Numeric values in VCF file are not parsed properly #109

Closed bogdanovvp closed 1 year ago

bogdanovvp commented 2 years ago

Uploading vcfs to opencravat seems to result in incorrect parsing of the numeric values (likely parsed as strings), which leads to the hindered filtering image

The header of the VCF file is atached:

fileformat=VCFv4.2

FILTER=

FILTER=

FILTER=

FILTER=

INFO=

FORMAT=

FORMAT=

FORMAT=

FORMAT=

FORMAT=

FORMAT=

FORMAT=

FORMAT=

bogdanovvp commented 2 years ago

Upd: this seems to be an issue in .sqlite generation. Changing types within the sqlite to: variant / vcfinfophred "text" -> "real" variant / vcfinfoalt_reads "text" -> "integer" variant / vcfinfo__tot_reads "text" -> "integer" variant / vcfinfo__af "text" -> "real"

And correcting the "type" values in the respective dictionaries in the "variant_header" table corrects the issue. The respective change should be implemented in the generating code.

bogdanovvp commented 2 years ago

Upd2: this recent pull request generally solves the issue https://github.com/KarchinLab/open-cravat-modules-karchinlab/pull/11

kmoad commented 1 year ago

Hi bogdanovvp. Thanks a lot for the digging here, and the PR.

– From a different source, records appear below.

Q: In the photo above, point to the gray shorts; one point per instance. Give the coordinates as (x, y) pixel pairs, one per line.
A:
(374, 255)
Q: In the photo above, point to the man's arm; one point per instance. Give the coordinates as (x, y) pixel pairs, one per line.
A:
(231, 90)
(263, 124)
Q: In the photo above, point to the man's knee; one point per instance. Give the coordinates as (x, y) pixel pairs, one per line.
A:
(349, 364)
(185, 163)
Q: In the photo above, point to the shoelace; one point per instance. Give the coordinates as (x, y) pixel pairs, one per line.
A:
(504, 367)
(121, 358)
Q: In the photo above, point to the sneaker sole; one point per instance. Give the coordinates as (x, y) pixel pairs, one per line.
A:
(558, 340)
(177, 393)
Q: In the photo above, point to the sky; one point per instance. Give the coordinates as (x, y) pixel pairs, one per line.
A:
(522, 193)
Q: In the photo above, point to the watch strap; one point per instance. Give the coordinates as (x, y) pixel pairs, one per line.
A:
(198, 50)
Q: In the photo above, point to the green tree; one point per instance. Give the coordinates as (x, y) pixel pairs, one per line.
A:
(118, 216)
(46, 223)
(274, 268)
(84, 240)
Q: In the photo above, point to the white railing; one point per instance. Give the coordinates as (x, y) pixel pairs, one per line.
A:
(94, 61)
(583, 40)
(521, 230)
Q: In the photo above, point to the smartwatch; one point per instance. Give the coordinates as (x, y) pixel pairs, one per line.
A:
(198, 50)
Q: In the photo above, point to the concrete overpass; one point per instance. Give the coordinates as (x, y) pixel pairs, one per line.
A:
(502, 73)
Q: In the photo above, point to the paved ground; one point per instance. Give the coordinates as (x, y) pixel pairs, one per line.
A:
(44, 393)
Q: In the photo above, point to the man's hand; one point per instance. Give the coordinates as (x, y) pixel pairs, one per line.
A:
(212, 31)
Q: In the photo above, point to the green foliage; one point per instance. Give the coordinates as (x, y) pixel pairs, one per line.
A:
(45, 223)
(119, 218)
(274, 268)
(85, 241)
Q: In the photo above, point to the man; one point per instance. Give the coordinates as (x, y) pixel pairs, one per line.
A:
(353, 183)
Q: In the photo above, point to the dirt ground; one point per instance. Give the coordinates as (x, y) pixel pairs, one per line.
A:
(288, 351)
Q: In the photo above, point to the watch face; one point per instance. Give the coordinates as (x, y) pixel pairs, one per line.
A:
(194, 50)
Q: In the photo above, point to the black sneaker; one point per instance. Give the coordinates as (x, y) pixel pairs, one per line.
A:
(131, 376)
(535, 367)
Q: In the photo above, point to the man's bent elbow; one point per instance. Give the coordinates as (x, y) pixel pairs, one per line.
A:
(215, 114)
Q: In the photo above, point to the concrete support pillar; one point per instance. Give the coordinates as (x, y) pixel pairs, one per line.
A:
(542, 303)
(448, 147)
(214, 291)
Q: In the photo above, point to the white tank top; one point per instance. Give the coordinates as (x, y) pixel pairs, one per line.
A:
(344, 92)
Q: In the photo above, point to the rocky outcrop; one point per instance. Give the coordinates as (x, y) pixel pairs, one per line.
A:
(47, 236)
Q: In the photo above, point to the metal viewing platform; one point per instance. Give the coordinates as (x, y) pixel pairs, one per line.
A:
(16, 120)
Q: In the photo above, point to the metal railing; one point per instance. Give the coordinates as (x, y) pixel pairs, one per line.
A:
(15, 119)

Unfortunately, the changes won't work for some jobs. For variants found in more than one sample, those columns are ; delimited lists, and have to be strings. We are currently planning work on better sample/cohort filtering.

For example, consider a variant in two samples: s1, and s2. The base__sample_id column will be s1;s2, and vcfinfo__alt_reads will be something like 15;28.

If you look into the sample table, the column values are better. base__alt_reads is integer, base__tot_reads is integer, and base__af is real. If it's possible for you to query the db directly, you could try that. Or, if you know there's only one sample, the change in your PR works great. But it won't work as a general fix.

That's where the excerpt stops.